As the need to cut carbon becomes more urgent, we are seeing more attention paid to technologies offering ways to remove greenhouse gases from the atmosphere. At the risk of acronym overload, proposals include bioenergy with carbon capture and storage (BECCS) and direct air capture (DAC). Most climate modelling which predicts how the goals of the Paris Agreement can be reached now includes these technologies, as this Nature paper explains. The UK’s Research Councils have just funded a set of projects exploring the feasibility of greenhouse gas removal technologies.
Sounds great – after all, we need to do all we can to combat climate change, don’t we? Surely anything which promises to cut the amount of carbon in the atmosphere has to be a good thing?
Answering these questions isn’t as straightforward as you might think – and this is where ‘mitigation deterrence’ comes in. Technologies don’t exist in isolation, but are embedded within technological, social, economic and political systems. We can’t just think of new carbon reduction technologies as adding an extra wedge of reductions, we need to think about the effects on the system as a whole. In particular, we need to ask whether these technologies have an effect on efforts to tackle climate change through reducing emissions at source. They might deter other mitigation efforts: hence ‘mitigation deterrence’.

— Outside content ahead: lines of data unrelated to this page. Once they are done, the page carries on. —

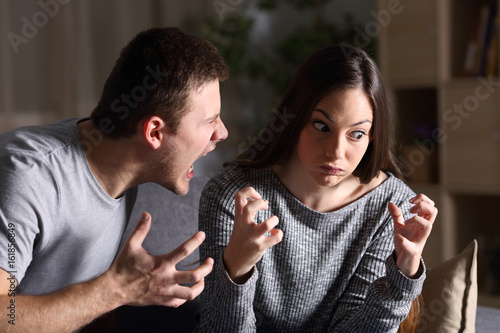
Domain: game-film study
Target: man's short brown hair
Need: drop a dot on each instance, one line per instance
(155, 75)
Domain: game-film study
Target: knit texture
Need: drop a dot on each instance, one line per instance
(332, 272)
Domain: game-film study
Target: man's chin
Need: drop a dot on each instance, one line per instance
(177, 189)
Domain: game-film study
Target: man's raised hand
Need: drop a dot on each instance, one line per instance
(144, 279)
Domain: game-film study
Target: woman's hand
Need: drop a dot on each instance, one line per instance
(248, 240)
(410, 235)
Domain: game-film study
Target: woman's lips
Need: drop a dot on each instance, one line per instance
(331, 170)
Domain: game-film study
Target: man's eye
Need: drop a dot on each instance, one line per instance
(357, 135)
(320, 126)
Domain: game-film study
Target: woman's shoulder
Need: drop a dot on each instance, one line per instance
(229, 178)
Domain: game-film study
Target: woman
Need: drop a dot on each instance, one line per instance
(315, 231)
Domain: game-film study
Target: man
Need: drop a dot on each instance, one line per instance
(67, 189)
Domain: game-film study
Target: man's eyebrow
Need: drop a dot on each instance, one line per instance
(327, 116)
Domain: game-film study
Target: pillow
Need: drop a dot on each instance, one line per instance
(450, 294)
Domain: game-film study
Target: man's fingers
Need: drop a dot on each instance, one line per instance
(185, 249)
(396, 214)
(141, 231)
(267, 225)
(422, 198)
(182, 293)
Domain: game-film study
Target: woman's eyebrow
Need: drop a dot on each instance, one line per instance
(327, 116)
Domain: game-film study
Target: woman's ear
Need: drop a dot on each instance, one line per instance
(154, 131)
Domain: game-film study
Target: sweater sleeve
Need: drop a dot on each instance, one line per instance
(379, 296)
(226, 306)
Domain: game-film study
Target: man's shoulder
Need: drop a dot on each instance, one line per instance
(40, 139)
(24, 152)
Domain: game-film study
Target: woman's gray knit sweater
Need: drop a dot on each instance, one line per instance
(332, 272)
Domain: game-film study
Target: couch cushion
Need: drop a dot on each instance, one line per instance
(450, 294)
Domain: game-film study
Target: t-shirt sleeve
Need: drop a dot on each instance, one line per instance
(379, 296)
(226, 306)
(26, 196)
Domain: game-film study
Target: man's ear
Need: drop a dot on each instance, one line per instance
(154, 131)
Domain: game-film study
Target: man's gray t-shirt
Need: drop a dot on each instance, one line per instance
(64, 227)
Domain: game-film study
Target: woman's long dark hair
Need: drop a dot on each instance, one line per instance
(334, 68)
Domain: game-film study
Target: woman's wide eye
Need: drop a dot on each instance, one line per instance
(320, 126)
(357, 135)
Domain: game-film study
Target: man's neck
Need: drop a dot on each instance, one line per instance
(110, 160)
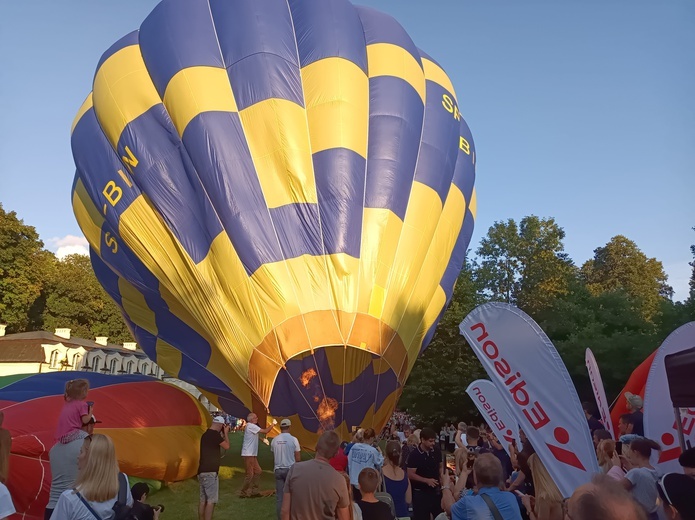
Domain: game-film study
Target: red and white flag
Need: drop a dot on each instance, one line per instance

We are all familiar with the idea behind mitigation deterrence from everyday life. You might eat an extra doughnut because you’ve been to the gym, thereby sabotaging your prospects of losing weight. If your lovely new bike is insured, you might be a bit less careful about locking it up – insurers and economists call this ‘moral hazard’.
For climate technologies, mitigation deterrence could take a number of forms. The mere promise of these new technologies, even though they are not yet proven at scale, might offer politicians a reason to delay some good old-fashioned emissions reduction, particularly if it helps them to avoid difficult decisions (like, say, taxing high-emission vehicles). Research investment, from the private or public sector, might be diverted into these new technologies, lessening the funds available for other climate mitigation measures. At the most fundamental level, some would say that talking up new technologies distracts us from examining whether climate change can indeed be solved while we cling to the dogma of economic growth.
Or could it work the other way? Perhaps the promise of new technologies might draw agnostic investors into climate finance. Perhaps a carefully-designed carbon market could benefit all carbon reduction technologies. Maybe providing climate hope rather than climate despair could re-energise the political debate. These potential positive feedback effects have tentatively, and rather clumsily, been called ‘mitigation galvanisation’.
So where do we stand? With colleagues at Lancaster University, I’m trying to find out. As part of the Research Councils programme I mentioned above, we will look into the question of mitigation deterrence, discussing the issue with scientists, policymakers and other stakeholders, and even trying to model its effects. We particularly want to look at whether and how greenhouse gas removal technologies could be introduced without resulting in mitigation deterrence.
No answers yet, as we’ve only just started. But our aim is a rather counter-intuitive one. By improving debates and understandings about mitigation deterrence, we want to ensure that there’s less of it about.